In his 1887 book, Looking Backward, Edward Bellamy explained the crucial distinction between liberty and the socialist nightmare that he hoped to bring about. It's all about umbrellas:
A heavy rainstorm came up during the day, and I had concluded that the condition of the streets would be such that my hosts would have to give up the idea of going out to dinner, although the dining-hall I had understood to be quite near. I was much surprised when at the dinner hour the ladies appeared prepared to go out, but without either rubbers or umbrellas.
The mystery was explained when we found ourselves on the street, for a continuous waterproof covering had been let down so as to inclose the sidewalk and turn it into a well lighted and perfectly dry corridor, which was filled with a stream of ladies and gentlemen dressed for dinner. At the comers the entire open space was similarly roofed in. Edith Leete, with whom I walked, seemed much interested in learning what appeared to be entirely new to her, that in the stormy weather the streets of the Boston of my day had been impassable, except to persons protected by umbrellas, boots, and heavy clothing. "Were sidewalk coverings not used at all?" she asked. They were used, I explained, but in a scattered and utterly unsystematic way, being private enterprises. She said to me that at the present time all the streets were provided against inclement weather in the manner I saw, the apparatus being rolled out of the way when it was unnecessary. She intimated that it would be considered an extraordinary imbecility to permit the weather to have any effect on the social movements of the people.

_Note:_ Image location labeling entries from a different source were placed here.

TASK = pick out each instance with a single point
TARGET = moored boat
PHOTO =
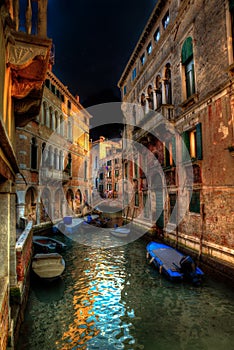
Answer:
(48, 266)
(173, 264)
(43, 244)
(120, 232)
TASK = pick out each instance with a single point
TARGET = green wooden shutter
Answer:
(159, 209)
(173, 143)
(185, 146)
(199, 140)
(187, 50)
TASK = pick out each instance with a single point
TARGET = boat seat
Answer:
(169, 258)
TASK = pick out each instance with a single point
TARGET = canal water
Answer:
(113, 299)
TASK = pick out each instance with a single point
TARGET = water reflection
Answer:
(114, 300)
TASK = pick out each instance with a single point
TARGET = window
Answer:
(47, 83)
(149, 48)
(134, 74)
(167, 84)
(158, 84)
(143, 59)
(188, 67)
(172, 208)
(85, 169)
(194, 205)
(157, 35)
(146, 204)
(231, 8)
(136, 199)
(33, 153)
(192, 143)
(170, 153)
(166, 20)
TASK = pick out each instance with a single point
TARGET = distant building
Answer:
(24, 60)
(106, 169)
(182, 68)
(53, 155)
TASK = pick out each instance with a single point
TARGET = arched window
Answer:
(61, 126)
(61, 160)
(33, 153)
(158, 84)
(167, 84)
(44, 154)
(85, 170)
(188, 67)
(56, 121)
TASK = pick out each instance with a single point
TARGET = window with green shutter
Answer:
(194, 205)
(188, 64)
(192, 144)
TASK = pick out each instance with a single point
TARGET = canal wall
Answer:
(19, 293)
(217, 268)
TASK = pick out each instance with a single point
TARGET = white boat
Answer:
(120, 232)
(49, 265)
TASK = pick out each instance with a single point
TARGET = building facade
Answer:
(106, 169)
(23, 63)
(178, 101)
(53, 155)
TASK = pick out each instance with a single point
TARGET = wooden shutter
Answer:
(173, 143)
(185, 146)
(199, 140)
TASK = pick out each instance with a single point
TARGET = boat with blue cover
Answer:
(173, 263)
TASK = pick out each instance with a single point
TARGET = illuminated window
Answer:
(134, 74)
(188, 67)
(157, 35)
(143, 59)
(194, 205)
(166, 20)
(149, 48)
(33, 153)
(192, 144)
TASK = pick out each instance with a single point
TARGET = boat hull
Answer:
(172, 263)
(120, 232)
(48, 266)
(43, 244)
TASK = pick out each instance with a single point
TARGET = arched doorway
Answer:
(30, 203)
(45, 214)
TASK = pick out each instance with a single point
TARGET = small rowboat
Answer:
(48, 266)
(43, 244)
(173, 264)
(120, 232)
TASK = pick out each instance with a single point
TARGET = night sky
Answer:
(93, 42)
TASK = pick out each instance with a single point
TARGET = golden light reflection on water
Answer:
(95, 303)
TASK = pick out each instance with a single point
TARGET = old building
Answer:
(23, 64)
(106, 169)
(178, 100)
(53, 155)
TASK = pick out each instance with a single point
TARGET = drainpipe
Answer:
(202, 230)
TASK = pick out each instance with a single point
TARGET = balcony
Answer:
(28, 54)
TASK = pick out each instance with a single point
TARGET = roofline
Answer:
(143, 38)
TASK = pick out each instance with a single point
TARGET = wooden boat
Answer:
(48, 266)
(120, 232)
(173, 264)
(43, 244)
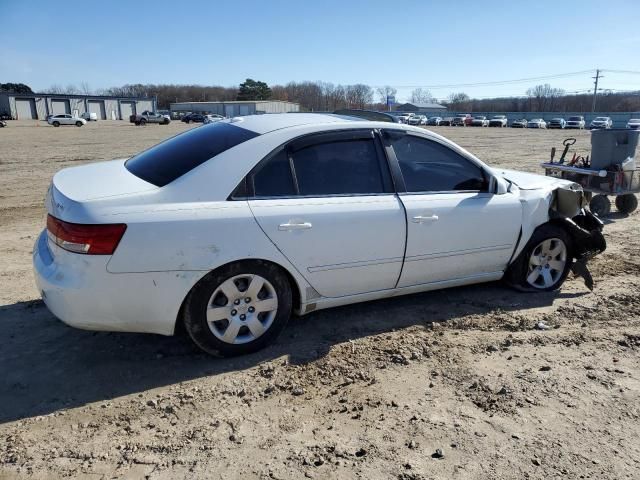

Dr. Leete, who was walking ahead, overhearing something of our talk, turned to say that the difference between the age of individualism and that of concert was well characterized by the fact that, in the nineteenth century, when it rained, the people of Boston put up three hundred thousand umbrellas over as many heads, and in the twentieth century they put up one umbrella over all the heads.
As we walked on, Edith said, "The private umbrella is father's favorite figure to illustrate the old way when everybody lived for himself and his family. There is a nineteenth century painting at the Art Gallery representing a crowd of people in the rain, each one holding his umbrella over himself and his wife, and giving his neighbors the drippings, which he claims must have been meant by the artist as a satire on his times."
Now UM has replaced its puny little brick bus shelter with this grandiose abomination designed to coddle their students into accepting the nanny state and believing they don't need to take responsibility for keeping themselves dry. Can our final enslavement be far behind?
2 comments:
Of course Bellamy never stopped to consider that a multitude of umbrellas might be a better use of resources than covering every street. And imagine the stench of all that horseshit (or today, gasoline fumes) if everything was enclosed. Some utopia.
Not that I object to providing cover over some streets. It can make for delightful pedestrian malls.
Actually, I think pavement has done more for pedestrian traffic than covered walkways would have. It's easy to deal with rain, if you don't have to walk through mud.